Komisi Pemberantasan Korupsi (KPK) terus mengusut kasus dugaan penerimaan gratifikasi yang melibatkan mantan Bupati Kutai Kartanegara, Rita Widyasari. Kasus ini telah menjerat Rita dengan vonis 10 tahun penjara sejak 2017. Namun, investigasi KPK masih berlanjut, mengungkap lebih banyak detail dan pihak-pihak yang terlibat.
Terbaru, KPK memanggil Bupati Penajam Paser Utara (PPU), Mudyat Noor, sebagai saksi pada Selasa, 17 Juni 2025. Pemanggilan ini menjadi salah satu langkah KPK dalam mengungkap seluruh jaringan dan aliran dana dalam kasus tersebut.
Pemanggilan Bupati PPU dan Pihak Swasta
Juru bicara KPK, Budi Prasetyo, membenarkan pemanggilan Mudyat Noor. Pemeriksaan dilakukan di Gedung Merah Putih KPK.

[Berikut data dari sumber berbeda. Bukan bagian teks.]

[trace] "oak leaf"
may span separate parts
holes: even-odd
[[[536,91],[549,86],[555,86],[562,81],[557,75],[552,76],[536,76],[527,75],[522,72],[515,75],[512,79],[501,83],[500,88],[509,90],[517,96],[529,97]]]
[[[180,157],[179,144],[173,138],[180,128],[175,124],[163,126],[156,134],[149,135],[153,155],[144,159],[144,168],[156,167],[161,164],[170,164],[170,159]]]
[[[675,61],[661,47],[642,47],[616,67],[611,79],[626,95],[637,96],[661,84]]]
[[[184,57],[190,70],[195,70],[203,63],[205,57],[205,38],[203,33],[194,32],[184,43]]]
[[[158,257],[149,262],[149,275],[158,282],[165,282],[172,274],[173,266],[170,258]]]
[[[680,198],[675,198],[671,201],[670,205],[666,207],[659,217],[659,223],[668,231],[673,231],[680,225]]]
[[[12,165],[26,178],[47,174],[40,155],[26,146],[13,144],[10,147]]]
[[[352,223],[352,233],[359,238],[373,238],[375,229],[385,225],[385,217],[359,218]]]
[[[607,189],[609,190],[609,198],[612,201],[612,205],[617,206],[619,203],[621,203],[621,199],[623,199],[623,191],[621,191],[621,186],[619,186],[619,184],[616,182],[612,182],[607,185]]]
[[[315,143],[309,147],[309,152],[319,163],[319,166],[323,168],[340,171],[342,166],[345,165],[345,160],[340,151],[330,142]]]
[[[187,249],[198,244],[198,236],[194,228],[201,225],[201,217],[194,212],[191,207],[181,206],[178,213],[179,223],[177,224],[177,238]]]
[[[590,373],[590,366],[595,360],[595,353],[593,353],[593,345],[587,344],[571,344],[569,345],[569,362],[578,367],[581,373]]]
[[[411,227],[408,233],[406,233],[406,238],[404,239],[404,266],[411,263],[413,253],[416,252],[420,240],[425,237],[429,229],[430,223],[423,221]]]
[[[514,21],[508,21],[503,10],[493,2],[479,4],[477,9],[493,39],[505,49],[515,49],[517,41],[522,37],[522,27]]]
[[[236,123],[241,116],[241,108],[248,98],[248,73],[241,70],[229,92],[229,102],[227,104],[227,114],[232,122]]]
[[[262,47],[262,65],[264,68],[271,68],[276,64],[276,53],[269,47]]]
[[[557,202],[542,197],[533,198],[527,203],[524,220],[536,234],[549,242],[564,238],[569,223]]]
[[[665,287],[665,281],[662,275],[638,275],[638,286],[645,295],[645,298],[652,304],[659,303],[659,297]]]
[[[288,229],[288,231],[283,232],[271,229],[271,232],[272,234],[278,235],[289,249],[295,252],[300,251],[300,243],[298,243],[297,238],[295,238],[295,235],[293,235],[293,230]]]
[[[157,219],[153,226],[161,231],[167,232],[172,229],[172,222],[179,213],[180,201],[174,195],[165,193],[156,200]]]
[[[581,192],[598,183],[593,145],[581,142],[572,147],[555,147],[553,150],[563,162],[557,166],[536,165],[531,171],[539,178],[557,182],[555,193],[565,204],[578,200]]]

Selain Mudyat Noor, lima orang dari pihak swasta juga dipanggil sebagai saksi. Mereka berinisial JFP, RER, SYW, KK, dan MH. Kelima saksi tersebut diduga memiliki keterkaitan dengan kasus gratifikasi yang melibatkan Rita Widyasari.
Aset yang Disita KPK
Sepanjang penyidikan kasus ini, KPK telah menyita sejumlah aset bernilai ekonomis tinggi.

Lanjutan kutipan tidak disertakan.